Hypoplastic left heart syndrome (HLHS) represents an anatomical spectrum of congenital hearts defects with varying degrees of underdevelopment of the left-sided heart structures.¹ Before 1980, the condition was practically always fatal, usually in the first month of life.² Since Norwood and colleagues³ reported successful surgical palliation (the Norwood procedure) in 1981, and multistaged reconstructive surgery involving the Norwood procedure (stage I) followed by bidirectional Glenn (stage II) or hemi-Fontan (stage II) and Fontan operations (stage III), the outlook for patients with HLHS has dramatically improved. The Norwood procedure must provide unobstructed systemic blood flow from the right ventricle (RV), relief of obstruction to pulmonary venous return, sufficient blood flow to the lungs in the absence of significant volume overload, and sufficient coronary circulation. Balancing pulmonary and systemic flows is critical to success. Despite successful reconstructive surgery, most deaths occur in the first 24 to 48 h postoperatively due to hemodynamic instability secondary to the unpredictable rapid fall in pulmonary vascular resistance.⁴ Maldistribution of cardiac output associated with the systemic-to-pulmonary shunt has been implicated as a major cause of early death after stage I palliation.^5,6 A review of 122 postmortem cases after the Norwood procedure at the Children’s Hospital, Boston, indicated that the most prevalent causes of death were impairment of coronary perfusion, excessive pulmonary blood flow, and obstruction to pulmonary blood flow.⁷ This maldistribution of blood flow was implicated in more than 60% of postoperative deaths.

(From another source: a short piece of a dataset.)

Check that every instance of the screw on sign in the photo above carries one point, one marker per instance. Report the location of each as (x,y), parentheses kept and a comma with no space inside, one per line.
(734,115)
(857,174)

Therefore, over the last decade, many efforts to achieve a balanced circulation during the early postoperative period have focused on limiting pulmonary blood flow and improving systemic blood flow. These measures have included reducing the size of the systemic-pulmonary shunt, ventilator manipulations according to delicate blood gas analyses, the use of hypoxic admixtures and systemic vasodilators, monitoring mixed venous oxygen saturation, and home surveillance.^6,8–14 Furthermore, Ungerleider and colleagues¹⁵ reported routine use of a mechanical ventricular assist device following the Norwood procedure. Recently, several experienced centers have achieved operative survival for the Norwood procedure of between 63% and 94%. However, this procedure still remains a challenging step with high mortality in many institutions with a small surgical volume, and such delicate postoperative management requires much manpower on a 24-hour basis.^{6,8,13,15–18}

RIGHT VENTRICLE-PULMONARY ARTERY SHUNT IN FIRST-STAGE PALLIATION OF HLHS

The right ventricle-pulmonary artery (RV-PA) shunt was first introduced by Norwood and colleagues³ in 1981, the shunt materials used were relatively large for neonates: 8-mm non-valved PTFE tubes in 2 patients and 12-mm valved conduits in another 2. These patients all died within 11 hours after surgery, either from excessive pulmonary blood flow or from RV failure. In Japan, Kishimoto and colleagues¹⁹ revived the RV-PA shunt procedure using a xenopericardial valved conduit in 7 patients and reported stable postoperative hemodynamics with a high diastolic blood pressure. However, their long-term results were unsatisfactory and no other surgeons used the procedure. These findings led us to attempt an RV-PA shunt with a small non-valved PTFE conduit for first-stage palliation.²⁰ We constructed a non-valved PTFE shunt between the RV and the PA as an alternative pulmonary blood source. This first attempt was performed on an 8-day-old girl with aortic atresia, mitral atresia, and hypoplasia of the ascending aorta, using a 4-mm PTFE graft, in 1998. Coronary hypoperfusion due to diastolic runoff through the systemic-pulmonary shunt has been proposed as a cause of late mortality after the Norwood operation, and this is the major disadvantage of systemic-pulmonary shunts.²¹ The fundamental advantage of an RV-PA shunt was that elimination of diastolic run-off into the pulmonary circulation results in high diastolic pressure, which was constantly over 40 mm Hg throughout the entire postoperative period, and coronary perfusion was independent of the pulmonary-systemic flow ratio (Qp/Qs). Independent coronary perfusion resulted in a very stable postoperative course. The postoperative hemodynamics were clearly different between the RV-PA shunt and the systemic-pulmonary shunt. The RV-PA shunt provided adequate pulmonary blood flow and also stable systemic circulation after stage I reconstruction, without requiring delicate manipulations of the systemic and pulmonary vascular resistance.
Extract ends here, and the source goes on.